SEQUIM — A Port Angeles woman who died Tuesday morning in a one-vehicle wreck was new to the community but had already made a positive impact on those who knew her, said a friend.
Natasha Wiechert Rutherford, 24, was driving westbound on U.S. Highway 101 near Sequim Bay Road at 12:20 a.m. when her 1995 Dodge Neon veered off the highway and hit a tree, the State Patrol said.
The wreck was in an area known as prone to crashes.
Rutherford had moved to Port Angeles from the Tacoma area “a few months ago,” said her friend, Candy Filion of Sequim, in order to move closer to her mother and help recover from an alcohol addiction.
“[Tacoma] wasn’t healthy for her,” she said.
“She wanted to start a new life.”
Here, Rutherford was a resident of a home for women recovering from drug and alcohol addictions, which she helped set up, and was seen as a role model for those who lived there, Filion said.
“She let us know that we were not alone,” said Filion, who had lived in the home with Rutherford and four other women.
“She had a backbone that all of us envied.”
Filion, 36, said Rutherford had recovered from her addiction and moved out of the Pine Street home, known as the Bella Oxford House, about a week and half ago.
“Everything was going good for her,” she said.
The residence is one of five recovery homes, known as Oxford houses, in Port Angeles, Filion said.
The State Patrol said that neither drugs or alcohol were involved in the wreck.
The State Patrol has listed the stretch of highway that the wreck occurred on as a “high-accident corridor.”

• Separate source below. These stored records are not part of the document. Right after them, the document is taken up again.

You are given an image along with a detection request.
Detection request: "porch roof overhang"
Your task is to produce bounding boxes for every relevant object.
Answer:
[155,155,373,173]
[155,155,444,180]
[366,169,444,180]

A guardrail was installed in 2007 about a mile away from the site of Tuesday’s wreck in response to three serious wrecks that occurred that year.
Two of those wrecks also involved a car hitting a tree.
Rutherford was not wearing a seat belt, the State Patrol said.
Trooper Krista Hedstrom, agency spokeswoman, said in an e-mail that it’s unknown why Rutherford wasn’t wearing a seat belt.
The cause of the wreck remained unknown Tuesday.
Rutherford is the sixth person to die in a vehicle wreck this year on the North Olympic Peninsula.
Each fatal wreck occurred in Clallam County.